読書記録~防忘録~

読書記録です。時々、漫画やアニメにも独り言してます。

東京ディストピア日記 桜庭一樹著 河出書房新社 2021年

作家・桜庭一樹が仔細に記録する2020年1月~2021年1月。分断が進むこの世界で、私は、あなたは、どこにいて何を思考する、誰なんだろう――?
オリンピック延期、和牛券、休業要請、#うちで踊ろう、Zoom飲み会、アベノマスク、ステイ・ホーム太り、自粛警察、極端な選択、2度目の緊急事態宣言……誰もが経験したはずなのにもう忘れている、あの時の暮らし、憤りや心細さ。日記を読み、時系列どおりに追体験すると、新たな気づきが次々に見えてくる。すべて現実に起きたこと。コロナ禍の一年間。

 偶然 桜庭作品が続きました。
 エッセイではなく小説に分類されていて、あれ?って感じだったのですが、後半から時間感覚というか虚と実が曖昧になる記述があって、そうか、私小説になるのかな?と思ったり。恩田さんもこんな形式の作品書いてらっしゃいましたよね。

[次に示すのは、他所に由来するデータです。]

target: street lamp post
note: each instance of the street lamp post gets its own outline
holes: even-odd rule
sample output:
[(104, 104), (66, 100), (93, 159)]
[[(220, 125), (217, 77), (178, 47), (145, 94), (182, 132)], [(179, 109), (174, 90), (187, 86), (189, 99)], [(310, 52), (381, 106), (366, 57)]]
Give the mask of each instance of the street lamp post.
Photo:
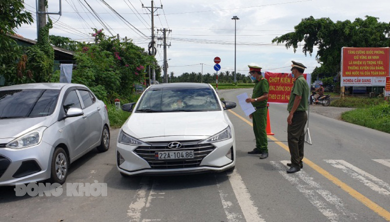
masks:
[(236, 71), (235, 71), (235, 45), (236, 45), (236, 44), (235, 44), (235, 39), (236, 39), (235, 38), (235, 37), (236, 37), (235, 33), (236, 33), (236, 23), (237, 23), (237, 20), (238, 20), (240, 19), (239, 19), (238, 17), (237, 17), (237, 16), (233, 16), (233, 18), (232, 18), (232, 19), (234, 20), (234, 83), (235, 83), (236, 81), (236, 80), (235, 79), (235, 72), (236, 72)]

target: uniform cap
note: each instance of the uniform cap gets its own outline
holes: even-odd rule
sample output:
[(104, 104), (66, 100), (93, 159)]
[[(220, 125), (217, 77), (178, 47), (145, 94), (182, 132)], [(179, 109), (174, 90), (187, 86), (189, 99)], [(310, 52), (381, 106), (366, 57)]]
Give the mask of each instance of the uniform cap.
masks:
[(303, 65), (303, 64), (301, 63), (297, 62), (295, 61), (291, 61), (291, 62), (292, 62), (292, 64), (291, 65), (291, 67), (292, 67), (292, 68), (298, 68), (303, 69), (304, 70), (305, 70), (305, 69), (307, 68), (306, 66)]
[(248, 65), (249, 72), (261, 72), (261, 67), (256, 65)]

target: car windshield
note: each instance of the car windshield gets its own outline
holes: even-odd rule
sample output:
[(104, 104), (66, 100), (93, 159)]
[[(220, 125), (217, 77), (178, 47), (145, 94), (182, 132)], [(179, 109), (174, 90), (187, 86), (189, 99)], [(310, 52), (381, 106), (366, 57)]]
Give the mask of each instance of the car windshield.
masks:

 いやこれ、凄い作品だと思いました。国内のこと、世界的なこと、桜庭さん個人的なことを区別なく並列されて、よくこんなに分け隔てなく記録をつけてたなぁと感心しきり。私は、もう既にその頃の価値観というか世間の雰囲気を忘れていて、「あったなぁ、そんなこと!」「そんな感じだった!」と思い出すことさえ新鮮で。反対に、「東京そんなことになってたの??」と驚きもしましたし。
 桜庭さん、東東京に住むようになって、と書評集でもちらっと触れてらっしゃいましたね、池波正太郎のエッセイを紹介された時に。下町風情の残る、いい雰囲気の町だった筈なのに、治安も悪くなっていく。桜庭さんは身を守るためにも、迷彩のキャップに黒のマスク、サングラスをかけるように。
 周囲が荒んでいっていると思いきや、自分にもストレスが溜まっていたことに気付き、そしたら自分の感覚が過敏になっていただけなのか、と自分の中の判断基準が揺らいでいく。人に親切にする余裕がなくなっている自分に気付くことも。これ怖いなぁ、常に自分を疑うことになる。
 そんな中でも、理不尽な目にあったことを信じて貰えない取材相手への毅然とした態度には、頑張ったねぇ、うんうん、と心の中でエールを送ってしまいました。取材相手が男性だったのか女性だったのか気になるなぁ。本書の内容の中で"ビリーブ・ウィメン”にまで言及されてたのに、どこ読んでたんだろう、その人。

 これ、また続きを出して欲しいです。来年、2021年の記録をつけたものを。この一年で価値観がぶれたことに改めて気づかされました。